Ha Jan…Jan Henrikson, da’s lang geleden!
Heeft u het tegen mij?
Tuurlijk Jan, je kent me toch nog, Eelco…goh, wat wij allemaal hebben meegemaakt.
Meegemaakt?…ik ken u niet eens!
Kom op Jan, je wilt me zeker niet meer kennen…vanwege dat ene incidentje?…kom op, zand erover Jan!
Maar ik heet…
Ga nou niet zeggen dat je je naam veranderd hebt..of ben je soms kroongetuige voor justitie?
Waar heeft u het over, u houdt mij voor een ander.
Nee, kom Jan, je houdt mij voor de gek.
Nou, u gedraagt zich anders inderdaad als een gek door een wildvreemde met een willekeurige naam aan te spreken en te betichten dat hij zich van de domme houdt.
Ha Jan, zo ken ik je weer, altijd in voor een geintje, grapjas!
Hou op man, ik heet toevallig Jan…maar zeker geen Henrikson!
Je komt dus ook niet uit Denemarken van oorsprong.
Ja, dat dan weer wel.
Kopenhagen?
Ja, hoe weet u dat?
Daar heb ik Henrikson leren kennen…
Jan?
Ja natuurlijk , Jan!
En ik lijk kennelijk sprekend op hem.
Als twee druppels water en je hebt precies dezelfde slissende tongval.
Oh, dank u wel…
Wat is je echte naam dan als ik vragen mag?
Dat gaat u niets aan, meneer Eelco!
Hee, Jan waar ga naartoe?…ik heb je wel door hoor!
Gelijkenis
Ik ben er één van ‘n ééneiïge tweeling. Men kent ons wel van de reclames. Men denkt ons te kennen, maar niemand kent mij of die ander. Wij werden zo vaak verwisseld en door elkaar gehaald dat ik op dit gegeven moment niet meer weet wie ik ben, godzijdank.

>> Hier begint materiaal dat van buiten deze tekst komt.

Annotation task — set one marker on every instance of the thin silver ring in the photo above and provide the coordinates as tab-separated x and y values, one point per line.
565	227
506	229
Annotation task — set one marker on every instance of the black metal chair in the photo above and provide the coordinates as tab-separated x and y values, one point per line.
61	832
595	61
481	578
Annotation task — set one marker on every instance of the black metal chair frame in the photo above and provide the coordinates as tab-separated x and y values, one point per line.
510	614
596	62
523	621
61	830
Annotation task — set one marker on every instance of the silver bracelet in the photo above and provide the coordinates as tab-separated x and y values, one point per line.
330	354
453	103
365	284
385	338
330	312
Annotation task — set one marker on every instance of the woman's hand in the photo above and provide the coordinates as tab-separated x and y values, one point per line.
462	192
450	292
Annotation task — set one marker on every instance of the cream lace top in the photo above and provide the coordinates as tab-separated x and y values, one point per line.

Fysiek leken we zo op elkaar dat we ruzie kregen. De eerst nog wat kleine irritaties ontwikkelden zich gaandeweg in een allergische weerzin tegen die ander, die precies op jou leek. Liefde moet van twee kanten komen, maar als het moet keert affectie om in aversie.
Ik weet niet wie er langer dan een kwartier tegen zijn eigen spiegelbeeld kan aankijken maar ik kon er vanaf het begin niet tegen. Het is dat ik mijn naam op mijn arm heb laten tatoeëren dat ik nu een vaste naam heb, helaas was ik niet zeker van die naam op het moment dat de tatoeage plaatsvond, maar ik heb me erbij neergelegd.

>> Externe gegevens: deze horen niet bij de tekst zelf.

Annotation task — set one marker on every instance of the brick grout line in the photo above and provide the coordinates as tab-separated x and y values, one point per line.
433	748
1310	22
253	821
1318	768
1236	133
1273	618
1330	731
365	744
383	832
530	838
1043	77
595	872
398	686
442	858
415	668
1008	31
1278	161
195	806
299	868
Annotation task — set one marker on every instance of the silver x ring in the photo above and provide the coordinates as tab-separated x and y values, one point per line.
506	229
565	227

Wat is een naam eigenlijk? Een willekeurig merkteken, inwisselbaar voor elk ander merkteken.
Soms twijfelde ik of de gedachten die ik heb wel echt van mij zijn, zo vreemd kwamen ze mij voor…dat ze wel van die ander moesten zijn. Die ander pestte mij om die gedachten te denken, zo leek het. Ook die nachtelijke dromen pasten niet bij mij….vond ik.
Sinds ik die ander niet meer zie gaat het beter met mij.
De infantiele adoratie van volwassenen voor het tweelingverschijnsel heeft voor veel verwarring gezorgd. Met hun beste bedoelingen gaan ze de gelijkenis ook nog eens cultiveren! Het is een verschrikking geweest om permanent te worden vergeleken met iets wat identiek lijkt. Je wordt tot object gereduceerd, zonder dat andere object ben je waardeloos. Je wilt toch niets liever dan nergens op lijken, onvergelijkbaar zijn…
Ik deed er alles aan om anders te lijken. Mijn baard liet ik staan, mijn haar liet ik verven.
Het hielp geen zier. Op één of andere paranormale wijze deed die ander precies hetzelfde, geprogrammeerd waren we.
Gelukkig, door een ongelukkig incident raakte mijn geheugen tijdelijk zoek. Ik miste het niet, waardoor ik er ook niet naar zocht. Wel werd iets anders glashelder duidelijk:
Je bent niet wat je lijkt. Niet je naam, niet je gedachten, niet wat je voelt, niet je geheugen. Je zintuigen worden waargenomen. Die wakkerheid dat ben je, niks meer en niks minder. Alles verschijnt in wakker zijn. Eerst dacht ik er nog over om die tatoeage met die naam weg te laten halen, maar het maakt niet uit, ik zie het als een herinneringsteken aan degene die ik nooit was. Ik ben geen van tweeën, een geenling.
Laatst liep ik mijn evenbeeld tegen het lijf. Alle weerstand was weg, een blik van herkenning. We zijn nu beiden geenlingen. Wat ons nu nog overkomt, het mag geen naam hebben.